COOPER: Jessica, McClellan took press to task for not upholding their reputation. He writes: “The national press corps was probably too deferential to the White House and to the administration in regard to the most important decision facing the nation during my years in Washington, the choice over whether to go to war in Iraq. The ‘liberal media’ — in quotes — didn’t live up to its reputation. If it had, the country would have been better served.” Dan Bartlett, former Bush adviser, called the allegation “total crap.”What is your take? Did the press corps drop the ball?

JESSICA YELLIN, CNN CONGRESSIONAL CORRESPONDENT: I wouldn’t go that far. I think the press corps dropped the ball at the beginning. When the lead-up to the war began, the press corps was under enormous pressure from corporate executives, frankly, to make sure that this was a war that was presented in a way that was consistent with the patriotic fever in the nation and the president’s high approval ratings. And my own experience at the White House was that, the higher the president’s approval ratings, the more pressure I had from news executives — and I was not at this network at the time — but the more pressure I had from news executives to put on positive stories about the president. I think, over time…

COOPER: You had pressure from news executives to put on positive stories about the president?

YELLIN: Not in that exact — they wouldn’t say it in that way, but they would edit my pieces. They would push me in different directions. They would turn down stories that were more critical and try to put on pieces that were more positive, yes. That was my experience.



From Glenn Greenwald at Salon.com:

Network executives obviously know that these revelations are quite threatening to their brand. Yesterday, they wheeled out their full stable of multi-millionaire corporate stars who play the role of authoritative journalists on the TV to join with their White House allies in mocking and deriding McClellan's claims. One media star after the next -- Tom Brokaw, David Gregory, Charlie Gibson and Brian Williams, Tim Russert, Wolf Blitzer -- materialized in sync to insist that nothing could be more absurd than the suggestion that they are "deferential, complicit enablers" in government propaganda.

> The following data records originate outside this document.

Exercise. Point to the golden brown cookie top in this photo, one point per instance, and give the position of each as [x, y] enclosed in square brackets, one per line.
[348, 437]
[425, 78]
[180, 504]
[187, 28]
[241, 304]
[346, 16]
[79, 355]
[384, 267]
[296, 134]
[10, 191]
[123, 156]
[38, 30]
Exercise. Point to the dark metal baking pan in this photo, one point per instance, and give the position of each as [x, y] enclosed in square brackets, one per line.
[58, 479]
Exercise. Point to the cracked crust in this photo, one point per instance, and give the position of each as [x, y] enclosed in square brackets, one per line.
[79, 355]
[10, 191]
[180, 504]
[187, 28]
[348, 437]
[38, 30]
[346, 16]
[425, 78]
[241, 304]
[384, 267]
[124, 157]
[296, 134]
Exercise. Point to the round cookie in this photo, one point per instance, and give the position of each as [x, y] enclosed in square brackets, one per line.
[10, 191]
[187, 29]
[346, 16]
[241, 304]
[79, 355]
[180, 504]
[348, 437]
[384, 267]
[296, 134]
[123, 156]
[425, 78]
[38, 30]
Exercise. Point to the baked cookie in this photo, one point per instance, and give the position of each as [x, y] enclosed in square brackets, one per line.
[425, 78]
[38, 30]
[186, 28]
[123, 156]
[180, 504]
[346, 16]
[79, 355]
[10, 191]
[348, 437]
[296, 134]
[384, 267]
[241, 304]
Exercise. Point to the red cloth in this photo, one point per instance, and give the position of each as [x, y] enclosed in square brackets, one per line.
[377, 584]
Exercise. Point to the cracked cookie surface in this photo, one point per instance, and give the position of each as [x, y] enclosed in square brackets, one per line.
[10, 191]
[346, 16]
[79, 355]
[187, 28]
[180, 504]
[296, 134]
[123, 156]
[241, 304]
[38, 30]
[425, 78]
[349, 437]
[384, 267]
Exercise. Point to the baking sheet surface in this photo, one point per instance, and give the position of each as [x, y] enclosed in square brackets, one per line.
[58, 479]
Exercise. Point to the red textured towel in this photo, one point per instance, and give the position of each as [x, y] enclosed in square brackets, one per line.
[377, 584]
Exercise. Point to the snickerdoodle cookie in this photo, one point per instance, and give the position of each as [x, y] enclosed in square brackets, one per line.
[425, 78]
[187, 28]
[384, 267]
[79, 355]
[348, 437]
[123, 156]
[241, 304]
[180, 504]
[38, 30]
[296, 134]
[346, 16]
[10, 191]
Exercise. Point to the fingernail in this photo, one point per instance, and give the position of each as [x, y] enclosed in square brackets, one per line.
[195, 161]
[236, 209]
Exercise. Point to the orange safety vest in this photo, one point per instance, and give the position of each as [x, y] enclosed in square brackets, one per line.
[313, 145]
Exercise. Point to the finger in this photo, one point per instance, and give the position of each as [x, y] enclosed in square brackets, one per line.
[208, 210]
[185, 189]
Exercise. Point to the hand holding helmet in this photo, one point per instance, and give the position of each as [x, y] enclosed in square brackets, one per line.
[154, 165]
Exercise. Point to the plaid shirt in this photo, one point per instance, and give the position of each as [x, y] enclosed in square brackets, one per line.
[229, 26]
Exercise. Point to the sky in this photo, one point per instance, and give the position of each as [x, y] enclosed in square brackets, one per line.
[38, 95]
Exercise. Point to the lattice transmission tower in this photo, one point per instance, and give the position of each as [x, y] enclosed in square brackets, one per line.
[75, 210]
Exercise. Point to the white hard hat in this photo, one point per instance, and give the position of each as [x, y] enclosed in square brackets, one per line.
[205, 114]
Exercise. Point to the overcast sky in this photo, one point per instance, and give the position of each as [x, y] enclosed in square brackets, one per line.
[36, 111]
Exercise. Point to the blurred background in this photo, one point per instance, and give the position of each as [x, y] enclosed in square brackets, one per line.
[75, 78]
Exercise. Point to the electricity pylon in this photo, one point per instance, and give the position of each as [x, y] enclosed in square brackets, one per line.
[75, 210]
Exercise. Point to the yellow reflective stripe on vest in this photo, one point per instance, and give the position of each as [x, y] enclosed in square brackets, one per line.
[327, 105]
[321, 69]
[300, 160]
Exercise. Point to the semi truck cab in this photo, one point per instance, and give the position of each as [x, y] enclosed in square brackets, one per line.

I have little doubt that they would be telling the truth if they denied what Yellin reported last night. People like Williams, Gibson and Gregory don't need to be told to refrain from reporting critically about the war and the White House because challenging Government claims isn't what they do. And amazingly, they admitted that explicitly yesterday. Gibson and Gregory both invoked the cliched excuse of the low-level bureaucrat using almost identical language: exposing government lies "is not our job."

Brian Williams, Charlie Gibson and company are paid to play the role of TV reporters but, in reality, are mere television emcees -- far more akin to circus ringleaders than journalists. It's just as simple as that. David Halberstam pointed that out some time ago. Unlike Yellin, Donahue and Banfield, nobody needed to pressure the likes of Williams, Gibson and Russert to serve as propaganda handmaidens for the White House. It's what they do quite eagerly on their own, which is precisely why they're in the corporate positions they're in. They are smooth, undisruptive personalities who don't create problems for their executives. Watching them finally describe how they perceive of "their role" leaves no doubt about any of that.


Alas, a mere day or two later, the so-called 'liberal media' is moving on, and they are, as of this writing, trying to manufacture outrage and build up yet another (albeit weak) Rev. Jeremiah Wright-type 'scandal.' Or how about arguably the most ridiculous one yet, desperately cobbled together by right-wing nutcase Michelle Malkin - painting TV domestic goddess Rachael Ray as a Palestinian terrorist that eats donuts and drinks iced coffee? Which leads one to ask, is the media reporting the news, creating it or just plain being lazy?

Considering the entities that own our so-called 'liberal media,' the answers could be quite interesting. As the saying goes, the media is only as liberal as the major corporations that own it.